News Business Loan pricing: RBI moots market-based benchmark; may end banks’ discretion in fixing home loan rates

Loan pricing: RBI moots market-based benchmark; may end banks’ discretion in fixing home loan rates

The move is aimed at bringing transparency in loan pricing and ensure that the benefits of change in policy rates are passed on to borrowers.

An RBI-appointed committee has suggested that loan rates be now linked to a market-based benchmark. Image Source : PTIAn RBI-appointed committee has suggested that loan rates be now linked to a market-based benchmark.

In a move that could end opacity in the mechanism that banks use to fix home loan rates and ensure that the changes in policy rates are transmitted to the end borrower, a study group constituted by the Reserve Bank of India has recommended linking floating rate loans to an external benchmark.

The move will place regular home loan or personal loan borrowers at par with big corporates when it comes to banks deciding on what interest rate they charge from those who avail the loan. The exercise in anything but transparent and gives banks the discretion to charge interest rates as they choose.

An RBI committee headed by Dr Janak Raj has suggested that interest rate on loans be linked to a market-based rate, which is common to all lenders. The suggestion, when implemented, will not only bring transparency in loan pricing, it will also ensure that changes in the policy rates by the RBI are transmitted to the borrower seamlessly and in full.

Banks have often been blamed for hesitating in passing on the benefits of cuts in repo rate – the rate at which banks borrow from the RBI – to consumers. Bank customers have for long complained that floating rate loans only move when interest rates rise, but not when they fall.

The RBI has, over the years, moved from the prime lending rate formula to the base rate formula and, most recently, the marginal cost lending rate formula.

However, each of these formulas have been based on benchmarks specific to each bank, most notably, the cost of deposits. In the RBI’s view, none of these formulas have allowed for complete transmission of policy rate changes.

"Arbitrariness in calculating the base rate and MCLR and spreads charged over them has undermined the integrity of the interest rate setting process,'' RBI said in a statement. ``The base rate and MCLR regime is also not in sync with global practices on pricing of bank loans."

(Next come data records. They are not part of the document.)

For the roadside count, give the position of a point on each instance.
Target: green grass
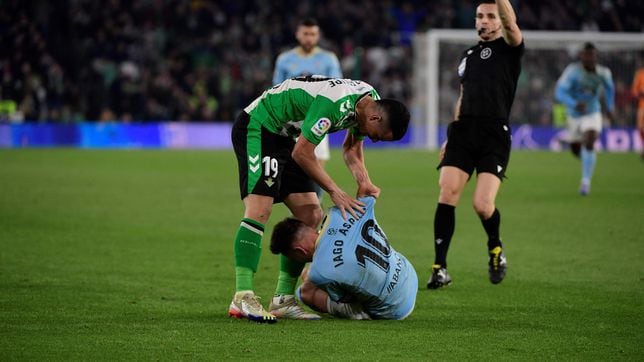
(127, 255)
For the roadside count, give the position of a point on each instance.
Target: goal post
(435, 83)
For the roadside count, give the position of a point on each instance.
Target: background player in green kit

On their part, banks have often used this as an excuse behind their failure in passing on the benefits of the change in rates to all borrowers simultaneously. Now, the RBI panel wants banks to raise deposits at floating rates to fix this anomaly.

Moreover, the report noted that most banks have been slow in migrating customers from the MCLR formula to the base rate which came into effect in 2010.

The study group has suggested three options which could be used as the base for loan pricing. These include a risk-free curve involving Treasury Bills; the Certificate of Deposit rate, which banks use to raise bulk deposits or the RBI’s benchmark repo rate, at which banks borrow from the central bank.

"We think that the internal benchmarks like the base rate or the MCLR, based on data, seem to give banks a very high amount of discretion lot of factors that are flexible for them to ensure that lending rates can be kept high even when monetary policy rates are going down an accommodative path," deputy governor Viral Acharya told reporters at a briefing after the monetary policy review on Wednesday.

Data from the RBI shows that, between December 2014 and October 2016, banks' Base Rate on an average reduced 0.61 percent when the policy rate was lowered by 1.75 percentage point.

The study group also suggested that interest rates resets be made on a quarterly basis instead of the current annual exercise.